Когда капитан Богоявленский омайорился, то есть стал, по его выражению, офицером, которого «нельзя послать нах сразу», он пил от радости три дня, причём третий день был ознаменован попыткой напоить комендантский патруль на Киевском вокзале.
Охреневшие от такой борзости «бараны»[26] от употребления не отказались, но, в свою очередь, предложили продолжить банкет на Красноказарменной.[27] На следующий день шефу пришлось ехать объясняться в комендатуру, звонить в штаб округа, словом, всячески унижаться перед «красными», чтобы «вытащить Фокса с кича».

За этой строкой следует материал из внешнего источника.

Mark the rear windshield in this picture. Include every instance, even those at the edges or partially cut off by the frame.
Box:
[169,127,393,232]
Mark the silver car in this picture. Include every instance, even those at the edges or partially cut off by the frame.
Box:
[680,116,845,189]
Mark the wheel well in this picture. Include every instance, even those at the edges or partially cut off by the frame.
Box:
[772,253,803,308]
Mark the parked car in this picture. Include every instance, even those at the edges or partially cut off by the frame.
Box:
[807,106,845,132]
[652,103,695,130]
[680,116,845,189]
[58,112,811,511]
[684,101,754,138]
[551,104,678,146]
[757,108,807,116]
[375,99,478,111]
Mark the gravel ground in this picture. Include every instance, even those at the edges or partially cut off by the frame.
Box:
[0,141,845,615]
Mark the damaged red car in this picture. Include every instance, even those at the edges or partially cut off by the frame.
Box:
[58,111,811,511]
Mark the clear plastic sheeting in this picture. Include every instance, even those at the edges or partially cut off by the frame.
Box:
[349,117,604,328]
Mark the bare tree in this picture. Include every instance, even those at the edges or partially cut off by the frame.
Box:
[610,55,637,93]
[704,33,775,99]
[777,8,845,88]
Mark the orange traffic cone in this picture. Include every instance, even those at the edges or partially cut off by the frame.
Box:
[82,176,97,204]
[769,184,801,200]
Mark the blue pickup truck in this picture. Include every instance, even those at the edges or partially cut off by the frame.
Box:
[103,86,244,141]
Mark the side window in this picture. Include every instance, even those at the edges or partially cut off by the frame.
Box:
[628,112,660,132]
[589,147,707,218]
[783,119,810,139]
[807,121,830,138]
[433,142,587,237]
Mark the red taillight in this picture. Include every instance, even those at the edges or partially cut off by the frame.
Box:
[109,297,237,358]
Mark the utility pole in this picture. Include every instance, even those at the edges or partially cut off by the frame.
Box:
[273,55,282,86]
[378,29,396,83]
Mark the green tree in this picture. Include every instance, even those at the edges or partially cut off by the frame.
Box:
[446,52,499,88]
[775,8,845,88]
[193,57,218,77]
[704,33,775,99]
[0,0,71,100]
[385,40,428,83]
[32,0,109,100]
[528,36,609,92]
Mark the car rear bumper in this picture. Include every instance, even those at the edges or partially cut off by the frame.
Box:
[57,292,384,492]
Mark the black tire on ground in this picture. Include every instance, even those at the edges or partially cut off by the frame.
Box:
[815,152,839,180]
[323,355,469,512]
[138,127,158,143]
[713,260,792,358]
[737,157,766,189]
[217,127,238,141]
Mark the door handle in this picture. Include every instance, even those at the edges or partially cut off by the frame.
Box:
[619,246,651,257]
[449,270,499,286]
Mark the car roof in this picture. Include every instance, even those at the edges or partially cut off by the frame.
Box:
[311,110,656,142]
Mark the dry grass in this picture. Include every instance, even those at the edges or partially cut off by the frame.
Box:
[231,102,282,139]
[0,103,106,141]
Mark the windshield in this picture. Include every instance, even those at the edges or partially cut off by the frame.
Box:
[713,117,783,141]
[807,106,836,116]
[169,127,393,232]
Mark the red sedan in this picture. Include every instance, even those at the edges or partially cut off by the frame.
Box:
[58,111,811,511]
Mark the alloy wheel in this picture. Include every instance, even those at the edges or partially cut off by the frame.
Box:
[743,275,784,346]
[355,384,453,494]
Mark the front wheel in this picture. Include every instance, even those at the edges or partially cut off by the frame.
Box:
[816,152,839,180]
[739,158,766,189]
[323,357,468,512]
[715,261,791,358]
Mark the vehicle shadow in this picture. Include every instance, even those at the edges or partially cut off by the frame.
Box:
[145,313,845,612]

Оказавшись на свободе, Гена бил трясущимися руками себя в грудь, хрипел, что «больше никогда», шмыгал сломанным в какой-то давней курсантской драке носом и всячески изображал осознание и раскаяние.
А ещё Гена Богоявленский был бабником. Женщина ему нужна была всегда. Когда не удавалось познакомиться с кем-нибудь на танцах «Для тех, кому за 30», Гена обращался за помощью к дежурным по этажу, буфетчицам или зачморенным доработчицам с авиационного завода. Каждый вечер Гена выпивал бутылку водки и уходил на блуд. Утром, часа в 4, влезал в окно, шумно чистил зубы, мылся и ложился спать. Вечером все начиналось сначала.
Так было и в тот раз. Обнаружив, что водка закончилась, Гена пожелал нам «приятного вечера», заявил, что его ждут, и ловко выпрыгнул в окно. Вечером дверью он обыкновенно не пользовался, вероятно, чтобы не терять сноровки.
Под утро Геноссе, испытывая приятную тяжесть в чреслах, влез в окно и в темноте наугад стал пробираться к своей койке. Он рассчитывал часа 3-4 поспать, потом похмелиться, потом сбегать на аэродром, а потом… Потом плановая система хозяйствования в очередной раз дала сбой, потому что койка оказалась занятой.
«Неужели она, подлая, и сюда забралась? Вот неугомонная баба…» – похолодел Гена и щёлкнул зажигалкой.
В его постели мирно спал Мошонкин. Шеф решил сэкономить и переночевать в нашем номере, используя пустующую койку.
У медиков есть термин – «состояние полиневрической обезьяны». Это когда человек пьян настолько, что реагирует только на простейшие раздражители: свет, тепло, холод. Насчёт полиневричности Мешонкина ничего определённого сказать не могу, но на обезьяну он был определённо похож. На старую, облезлую, безобразную обезьяну, которая нагло дрыхла на Генкиной койке, обнимая подушку длинными лапами. Левая лапа, густо поросшая черным, спутанным мехом, свесилась почти до пола, на ней светился диск «Командирских» часов.